Climat : les étudiants français en pincent pour Greta Thunberg

De passage à Paris pour faire la grève du climat, la militante suédoise Greta Thunberg a boosté la mobilisation étudiante. Les jeunes français veulent cependant éviter toute forme de récupération.

Greve pour le climat
Greta Thunberg (à gauche en doudoune violette) lors de la 2e grève scolaire française pour le climat le vendredi 22 février 2019 à Paris. Photo: Laura Remoué.

Sa pancarte blanche avec écrit en majuscules noires « SKOLSTREJK FÖR KLIMATET » (« Grève scolaire pour le climat » en suédois) ne l’a pas quittée depuis sa première action, il y a quelques mois. La jeune militante Greta Thunberg manifestait à Paris vendredi 22 février dernier en compagnie des leaders belges et allemandes. Ensemble, ces adolescentes parcourent l’Europe, mobilisant chaque fois plus de monde.

Cette escale à Paris n’y fait pas exception : ils étaient 5 000 à 8 000 dans les rues lors de cette deuxième grève française, pour un millier la semaine précédente. Greta Thunberg s’avoue épatée par l’engouement autour de son action : « Quand j’ai commencé, je n’aurais jamais imaginé que cela deviendrait si énorme.

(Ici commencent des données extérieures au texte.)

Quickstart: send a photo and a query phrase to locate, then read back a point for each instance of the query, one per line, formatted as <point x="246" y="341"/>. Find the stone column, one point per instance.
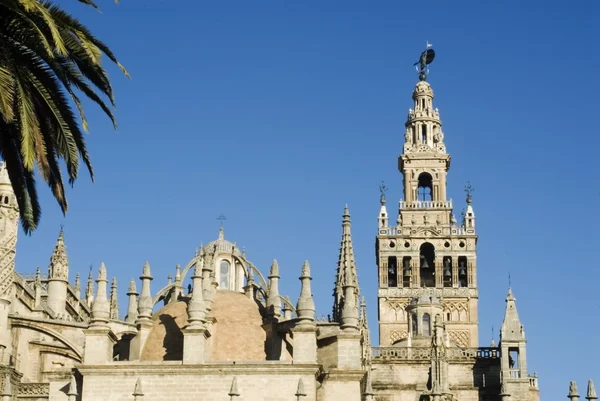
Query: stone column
<point x="195" y="333"/>
<point x="99" y="339"/>
<point x="305" y="333"/>
<point x="144" y="320"/>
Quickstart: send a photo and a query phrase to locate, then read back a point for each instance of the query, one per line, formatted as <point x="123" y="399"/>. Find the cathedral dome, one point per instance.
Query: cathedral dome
<point x="236" y="335"/>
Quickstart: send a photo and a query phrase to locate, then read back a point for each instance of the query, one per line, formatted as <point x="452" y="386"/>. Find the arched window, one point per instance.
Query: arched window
<point x="462" y="271"/>
<point x="426" y="324"/>
<point x="414" y="324"/>
<point x="425" y="187"/>
<point x="392" y="272"/>
<point x="427" y="267"/>
<point x="224" y="275"/>
<point x="447" y="271"/>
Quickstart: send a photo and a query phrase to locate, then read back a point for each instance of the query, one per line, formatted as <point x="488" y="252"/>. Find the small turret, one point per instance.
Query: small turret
<point x="469" y="216"/>
<point x="145" y="301"/>
<point x="573" y="394"/>
<point x="77" y="285"/>
<point x="38" y="289"/>
<point x="346" y="285"/>
<point x="89" y="290"/>
<point x="591" y="393"/>
<point x="306" y="305"/>
<point x="114" y="302"/>
<point x="196" y="306"/>
<point x="101" y="306"/>
<point x="233" y="391"/>
<point x="58" y="277"/>
<point x="132" y="313"/>
<point x="138" y="392"/>
<point x="72" y="394"/>
<point x="512" y="342"/>
<point x="300" y="392"/>
<point x="273" y="299"/>
<point x="383" y="215"/>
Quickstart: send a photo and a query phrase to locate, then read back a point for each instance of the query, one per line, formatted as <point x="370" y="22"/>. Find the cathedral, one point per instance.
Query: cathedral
<point x="231" y="335"/>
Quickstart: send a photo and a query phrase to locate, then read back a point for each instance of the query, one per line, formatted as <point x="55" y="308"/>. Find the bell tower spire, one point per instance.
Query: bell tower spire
<point x="427" y="253"/>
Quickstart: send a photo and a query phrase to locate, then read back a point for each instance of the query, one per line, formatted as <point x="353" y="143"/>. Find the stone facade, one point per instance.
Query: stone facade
<point x="231" y="335"/>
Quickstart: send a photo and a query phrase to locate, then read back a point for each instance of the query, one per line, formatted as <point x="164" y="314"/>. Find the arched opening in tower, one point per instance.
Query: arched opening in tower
<point x="392" y="271"/>
<point x="427" y="268"/>
<point x="425" y="187"/>
<point x="462" y="271"/>
<point x="447" y="271"/>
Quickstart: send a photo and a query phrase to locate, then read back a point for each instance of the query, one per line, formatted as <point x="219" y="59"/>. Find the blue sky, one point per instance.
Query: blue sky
<point x="277" y="113"/>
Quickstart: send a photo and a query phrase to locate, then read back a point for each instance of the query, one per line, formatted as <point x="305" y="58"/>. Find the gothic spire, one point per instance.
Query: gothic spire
<point x="145" y="300"/>
<point x="114" y="302"/>
<point x="591" y="393"/>
<point x="196" y="307"/>
<point x="89" y="289"/>
<point x="59" y="262"/>
<point x="305" y="308"/>
<point x="512" y="329"/>
<point x="364" y="328"/>
<point x="77" y="285"/>
<point x="233" y="391"/>
<point x="273" y="300"/>
<point x="346" y="269"/>
<point x="101" y="307"/>
<point x="132" y="312"/>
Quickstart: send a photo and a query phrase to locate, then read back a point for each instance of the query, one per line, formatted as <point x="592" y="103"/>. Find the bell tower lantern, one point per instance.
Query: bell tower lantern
<point x="427" y="251"/>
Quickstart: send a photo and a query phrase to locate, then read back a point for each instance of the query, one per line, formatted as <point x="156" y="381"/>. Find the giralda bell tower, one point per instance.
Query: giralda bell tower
<point x="427" y="256"/>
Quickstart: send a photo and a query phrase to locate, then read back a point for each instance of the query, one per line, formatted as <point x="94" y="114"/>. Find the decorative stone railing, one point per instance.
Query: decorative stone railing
<point x="416" y="354"/>
<point x="426" y="204"/>
<point x="33" y="390"/>
<point x="409" y="292"/>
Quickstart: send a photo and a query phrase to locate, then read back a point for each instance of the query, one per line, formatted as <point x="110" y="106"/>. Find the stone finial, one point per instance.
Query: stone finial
<point x="196" y="306"/>
<point x="72" y="389"/>
<point x="178" y="273"/>
<point x="145" y="300"/>
<point x="131" y="288"/>
<point x="101" y="306"/>
<point x="89" y="289"/>
<point x="300" y="392"/>
<point x="305" y="308"/>
<point x="346" y="270"/>
<point x="591" y="393"/>
<point x="77" y="285"/>
<point x="512" y="329"/>
<point x="368" y="393"/>
<point x="573" y="394"/>
<point x="273" y="299"/>
<point x="137" y="390"/>
<point x="233" y="391"/>
<point x="132" y="307"/>
<point x="504" y="394"/>
<point x="59" y="262"/>
<point x="114" y="302"/>
<point x="274" y="272"/>
<point x="7" y="388"/>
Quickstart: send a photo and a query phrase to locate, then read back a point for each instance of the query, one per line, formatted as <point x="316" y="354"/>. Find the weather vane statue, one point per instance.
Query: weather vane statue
<point x="382" y="190"/>
<point x="426" y="58"/>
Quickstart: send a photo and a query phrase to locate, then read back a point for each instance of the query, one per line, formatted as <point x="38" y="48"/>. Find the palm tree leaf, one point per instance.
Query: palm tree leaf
<point x="29" y="210"/>
<point x="34" y="6"/>
<point x="20" y="19"/>
<point x="68" y="22"/>
<point x="7" y="94"/>
<point x="28" y="123"/>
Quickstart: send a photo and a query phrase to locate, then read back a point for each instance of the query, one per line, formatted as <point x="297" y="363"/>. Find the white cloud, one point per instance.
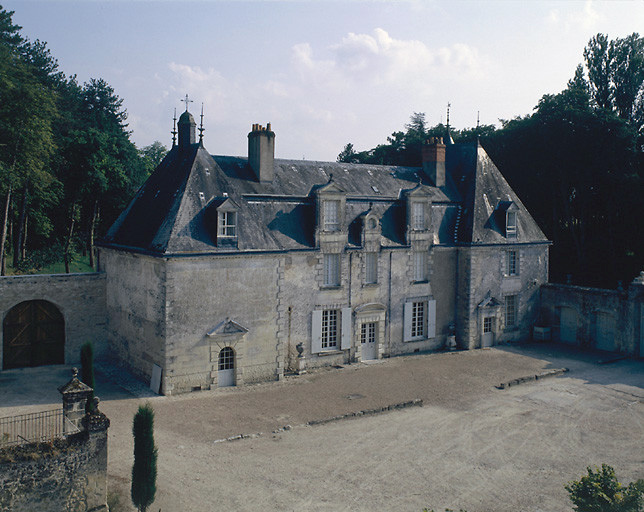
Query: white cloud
<point x="585" y="17"/>
<point x="322" y="94"/>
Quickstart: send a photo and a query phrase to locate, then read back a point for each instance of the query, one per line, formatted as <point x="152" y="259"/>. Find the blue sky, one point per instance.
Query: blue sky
<point x="323" y="73"/>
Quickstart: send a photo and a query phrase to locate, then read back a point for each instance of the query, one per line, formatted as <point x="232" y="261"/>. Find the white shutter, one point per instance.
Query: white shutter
<point x="431" y="318"/>
<point x="345" y="342"/>
<point x="316" y="332"/>
<point x="407" y="321"/>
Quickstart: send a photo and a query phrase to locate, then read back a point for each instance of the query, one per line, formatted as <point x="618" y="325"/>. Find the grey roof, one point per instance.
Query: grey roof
<point x="170" y="213"/>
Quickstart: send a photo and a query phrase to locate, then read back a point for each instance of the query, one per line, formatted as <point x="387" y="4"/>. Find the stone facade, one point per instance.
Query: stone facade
<point x="595" y="318"/>
<point x="79" y="297"/>
<point x="221" y="266"/>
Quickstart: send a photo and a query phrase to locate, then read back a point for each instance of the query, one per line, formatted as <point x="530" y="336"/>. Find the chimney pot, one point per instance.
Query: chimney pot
<point x="261" y="152"/>
<point x="434" y="161"/>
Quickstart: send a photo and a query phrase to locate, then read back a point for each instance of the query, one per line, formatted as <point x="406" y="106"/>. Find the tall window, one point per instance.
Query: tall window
<point x="511" y="225"/>
<point x="331" y="270"/>
<point x="329" y="328"/>
<point x="368" y="332"/>
<point x="418" y="216"/>
<point x="371" y="268"/>
<point x="418" y="318"/>
<point x="226" y="359"/>
<point x="511" y="304"/>
<point x="227" y="224"/>
<point x="420" y="266"/>
<point x="511" y="267"/>
<point x="331" y="215"/>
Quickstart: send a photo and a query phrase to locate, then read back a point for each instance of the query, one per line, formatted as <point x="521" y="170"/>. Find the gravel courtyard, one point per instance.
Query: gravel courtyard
<point x="470" y="446"/>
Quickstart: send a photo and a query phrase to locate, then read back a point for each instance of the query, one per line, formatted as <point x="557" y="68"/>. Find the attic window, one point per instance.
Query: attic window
<point x="418" y="216"/>
<point x="511" y="224"/>
<point x="227" y="224"/>
<point x="331" y="215"/>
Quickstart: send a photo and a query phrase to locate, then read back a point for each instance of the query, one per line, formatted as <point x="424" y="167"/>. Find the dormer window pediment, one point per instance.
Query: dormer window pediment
<point x="418" y="205"/>
<point x="330" y="207"/>
<point x="222" y="215"/>
<point x="508" y="215"/>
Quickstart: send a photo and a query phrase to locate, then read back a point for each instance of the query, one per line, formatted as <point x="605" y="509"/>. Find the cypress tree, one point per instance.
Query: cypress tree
<point x="144" y="470"/>
<point x="87" y="371"/>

C’est une surprise à chaque fois que je vois quelqu’un se battre ! » déclare-t-elle lors d’une prise de parole au milieu des manifestants, place de la République.

MOBILISATION EUROPÉENNE

La joie exprimée par les jeunes français face à la venue de Greta Thunberg et des autres vedettes européennes interpelle, alors qu’en France aucune figure n’émerge pour l’instant, la mobilisation étant plutôt menée par des associations et collectifs étudiants. « D’ailleurs, je me demande si ça n’est pas mieux comme ça » estime Cassandre, étudiante à Paris Panthéon-Assas.

Ce vendredi, c’est donc la suédoise Greta Thunberg qui donne de la visibilité au mouvement. Du haut de ses 16 ans, la jeune fille suscite la sympathie, c’est un personnage « fédérateur » d’après Hippolyte, étudiant en master Action publique. Dans le cortège, Maïa se réjouit aussi de sa présence. Cela « fait plus de bruit et montre que l’on est unis avec les autres pays européens ». Cette mobilisation continentale est d’ailleurs primordiale pour Juliette, 20 ans : « c’est à ce niveau-là qu’il faut agir, c’est là qu’il y a des leviers politiques ».

RISQUE DE RÉCUPÉRATION ?

La semaine dernière, lors de la première grève, devant les portes du ministère de l’écologie, la secrétaire d’État Brune Poirson avait souhaité s’entretenir avec une délégation étudiante. La foule avait décliné l’invitation, par refus de désigner des représentants. Cette situation a, depuis, été clarifiée en Assemblée générale : le mouvement souhaite la discussion et élira des délégués, mais qui ne devront en aucun cas faire de compromis sur les revendications votées en AG. Chaque négociation devra repasser par le vote.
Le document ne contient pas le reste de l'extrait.